Sur la demande de rappel de préavis :

- confirmer le jugement rendu par le conseil de prud'hommes de Bordeaux et débouter Mme [P] de l'intégralité de ses demandes toutes injustifiées et infondées,

Sur la demande de reliquat d'indemnité de licenciement :

- débouter Mme [P] de cette demande à titre principal,

- à titre subsidiaire, si par extraordinaire la cour entrait en voie de condamnation, limiter le montant du reliquat d'indemnité de licenciement à la somme de 100,59 euros,

Sur la demande de dommages et intérêts :

- débouter Mme [P] de cette demande, irrecevable à titre principal et infondée à titre subsidiaire,

En tout état de cause,

- faire droit à la demande reconventionnelle des ayants droit de M. [B] et condamner Mme [P] au paiement de la somme de 2.000 euros sur le fondement de l'article 700 du code de procédure civile outre les dépens d'instance en ce compris les frais d'exécution,

- faire droit à leur demande reconventionnelle et condamner Mme [P] à leur allouer la somme de 442,56 euros à titre de remboursement du trop-perçu.

L'ordonnance de clôture a été rendue le 16 février 2023 et l'affaire a été fixée à l'audience du 14 mars 2023.

Pour un plus ample exposé des faits, de la procédure antérieure, des prétentions et des moyens des parties, la cour se réfère à leurs conclusions écrites conformément aux dispositions de l'article 455 du code de procédure civile ainsi qu'à la décision déférée.

MOTIFS DE LA DÉCISION

Sur la recevabilité des demandes nouvelles

En application de l'article 954 alinéa 3 du code de procédure civile, la cour ne statue que sur les demandes énoncées au dispositif.

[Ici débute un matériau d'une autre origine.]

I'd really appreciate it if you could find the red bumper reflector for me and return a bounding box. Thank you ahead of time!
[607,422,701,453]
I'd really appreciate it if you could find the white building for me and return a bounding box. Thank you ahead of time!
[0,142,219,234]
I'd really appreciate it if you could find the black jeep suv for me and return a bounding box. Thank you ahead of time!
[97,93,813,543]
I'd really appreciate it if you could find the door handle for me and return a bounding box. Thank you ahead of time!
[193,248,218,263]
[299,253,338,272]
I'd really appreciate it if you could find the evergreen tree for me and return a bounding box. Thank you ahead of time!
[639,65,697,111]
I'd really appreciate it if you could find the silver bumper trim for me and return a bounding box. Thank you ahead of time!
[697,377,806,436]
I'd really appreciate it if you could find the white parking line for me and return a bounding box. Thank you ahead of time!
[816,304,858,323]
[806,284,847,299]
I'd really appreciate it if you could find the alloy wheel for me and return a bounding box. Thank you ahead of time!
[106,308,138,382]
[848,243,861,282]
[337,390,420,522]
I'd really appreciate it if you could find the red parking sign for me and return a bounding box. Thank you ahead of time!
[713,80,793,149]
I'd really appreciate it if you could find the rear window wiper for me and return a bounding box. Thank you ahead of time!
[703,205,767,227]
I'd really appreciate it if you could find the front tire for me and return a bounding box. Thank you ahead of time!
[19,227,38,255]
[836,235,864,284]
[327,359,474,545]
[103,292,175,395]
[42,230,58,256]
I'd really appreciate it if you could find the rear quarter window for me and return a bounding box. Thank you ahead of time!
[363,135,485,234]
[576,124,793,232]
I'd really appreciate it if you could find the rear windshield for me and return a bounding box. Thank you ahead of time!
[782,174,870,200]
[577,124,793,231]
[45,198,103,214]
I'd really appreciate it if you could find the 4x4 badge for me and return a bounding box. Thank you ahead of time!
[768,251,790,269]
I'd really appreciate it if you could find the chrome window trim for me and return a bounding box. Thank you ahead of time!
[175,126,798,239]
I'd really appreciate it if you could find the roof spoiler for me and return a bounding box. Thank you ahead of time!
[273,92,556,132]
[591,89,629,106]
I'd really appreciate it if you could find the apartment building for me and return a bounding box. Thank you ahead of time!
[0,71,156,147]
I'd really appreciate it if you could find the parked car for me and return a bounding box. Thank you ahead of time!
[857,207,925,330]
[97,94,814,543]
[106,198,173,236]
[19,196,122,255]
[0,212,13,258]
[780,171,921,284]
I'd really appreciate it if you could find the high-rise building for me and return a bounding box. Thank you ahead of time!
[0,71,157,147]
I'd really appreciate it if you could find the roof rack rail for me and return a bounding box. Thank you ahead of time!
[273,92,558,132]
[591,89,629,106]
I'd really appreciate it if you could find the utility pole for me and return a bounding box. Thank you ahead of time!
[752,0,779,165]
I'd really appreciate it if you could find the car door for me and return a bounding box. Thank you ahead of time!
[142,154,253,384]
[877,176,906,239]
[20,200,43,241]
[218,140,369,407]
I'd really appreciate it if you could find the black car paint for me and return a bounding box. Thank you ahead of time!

Aucune irrecevabilité de demandes nouvelles portant sur le paiement de la majoration des heures supplémentaires payées et au titre du reliquat au titre de l'indemnité de licenciement, n'a été soulevée par les consorts [B] dans le dispositif de leurs dernières conclusions d'appel, de sorte que les développements des parties à cet égard sont sans objet.

Quant à la demande à titre de dommages et intérêts , elle présente un lien suffisant avec les prétentions formulées en première instance et est donc recevable.

Sur la demande de rappel de salaire et la demande au titre des heures supplémentaires

Mme [P] soutient d'une part, ne pas avoir été rétribuée de l'intégralité des heures de travail contractuellement arrêtées à hauteur de 241 heures mensuelles lorsqu'elle était au service de M. [B] et, d'autre part, avoir effectué 8 heures supplémentaires chaque semaine pendant trois ans, au-delà des 241 heures mensuelles prévues au contrat.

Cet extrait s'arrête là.